The proposed database design is intended to enable replicating the current functionality of Climsoft, as well as providing notable additional features, particularly around the use of metadata (properties, auditing, comments and events). This is intended to be a minimal design, and additional tables/fields may need to be added to ensure all current functionality can be achieved.

When implementing this database, fixed views can be used to improve efficiency and usability. For example, fixed views may be created for (all) tables showing only the most current version of each record. This would also restore many-to-one relations.

Climsoft v5 Figure 1: Proposed version 5 database model

Table of Contents

Audit Trail

A major addition in the proposed database design is the audit trail. The audit trail ensures that it is possible to record every change to the database. This is achieved through the audit table and related tables, as well as the addition of version_number and current (or current_best) fields to all tables excluding the audit tables.

All tables, apart from c5_audit and c5_observation_entry_action_type tables, will have the fields: id, version_number and current (or current_best). id and version_number form a composite primary key for each table.

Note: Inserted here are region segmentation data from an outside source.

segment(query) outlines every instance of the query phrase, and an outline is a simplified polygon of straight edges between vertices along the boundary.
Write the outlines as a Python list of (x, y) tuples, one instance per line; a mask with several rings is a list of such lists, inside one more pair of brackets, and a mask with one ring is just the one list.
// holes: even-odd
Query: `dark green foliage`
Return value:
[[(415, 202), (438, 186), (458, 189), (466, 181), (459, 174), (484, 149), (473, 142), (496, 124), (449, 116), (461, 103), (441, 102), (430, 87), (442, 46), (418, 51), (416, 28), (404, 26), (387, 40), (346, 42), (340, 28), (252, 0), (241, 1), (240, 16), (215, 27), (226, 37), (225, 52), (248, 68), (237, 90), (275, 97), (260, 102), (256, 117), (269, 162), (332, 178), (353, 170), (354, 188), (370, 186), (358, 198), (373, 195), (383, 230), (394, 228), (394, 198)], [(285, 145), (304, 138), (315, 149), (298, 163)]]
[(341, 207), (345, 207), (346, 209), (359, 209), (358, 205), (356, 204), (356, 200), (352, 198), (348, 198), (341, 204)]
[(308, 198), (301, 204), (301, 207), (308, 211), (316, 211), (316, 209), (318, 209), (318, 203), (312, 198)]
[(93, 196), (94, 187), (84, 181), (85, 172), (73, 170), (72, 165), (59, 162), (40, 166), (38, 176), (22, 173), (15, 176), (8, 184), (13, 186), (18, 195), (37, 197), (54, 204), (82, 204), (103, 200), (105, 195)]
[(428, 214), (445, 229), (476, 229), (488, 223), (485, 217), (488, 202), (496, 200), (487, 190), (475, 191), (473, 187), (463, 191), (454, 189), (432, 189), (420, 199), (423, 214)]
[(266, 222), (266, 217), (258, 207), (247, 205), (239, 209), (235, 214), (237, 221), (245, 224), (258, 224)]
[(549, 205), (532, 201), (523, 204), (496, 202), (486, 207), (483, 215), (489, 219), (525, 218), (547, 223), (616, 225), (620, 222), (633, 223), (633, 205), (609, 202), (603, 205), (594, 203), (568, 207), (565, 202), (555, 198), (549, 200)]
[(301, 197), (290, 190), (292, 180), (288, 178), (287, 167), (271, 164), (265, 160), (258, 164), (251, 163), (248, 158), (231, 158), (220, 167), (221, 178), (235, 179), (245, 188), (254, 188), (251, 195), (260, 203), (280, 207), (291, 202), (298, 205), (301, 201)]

For observation data, current_best indicates which version is the current best version for each id by a positive integer value. The value of the positive integer indicates the state of the observation. Rows which are not the current best will either be NULL or -1. NULL indicates not the current best and -1 indicates a candidate current best which requires action (a different value from double data entry). For example, a correction to an observation will lead to a new row in the c5_observation table for the corrected value. The current_best field will indicate that this is the current best value for that observation. The record with the previous value will remain in the c5_observation table but its current_best field will be modified to indicate it is no longer the current best value for that observation. Retaining the previous values ensures a full audit of changes is recorded.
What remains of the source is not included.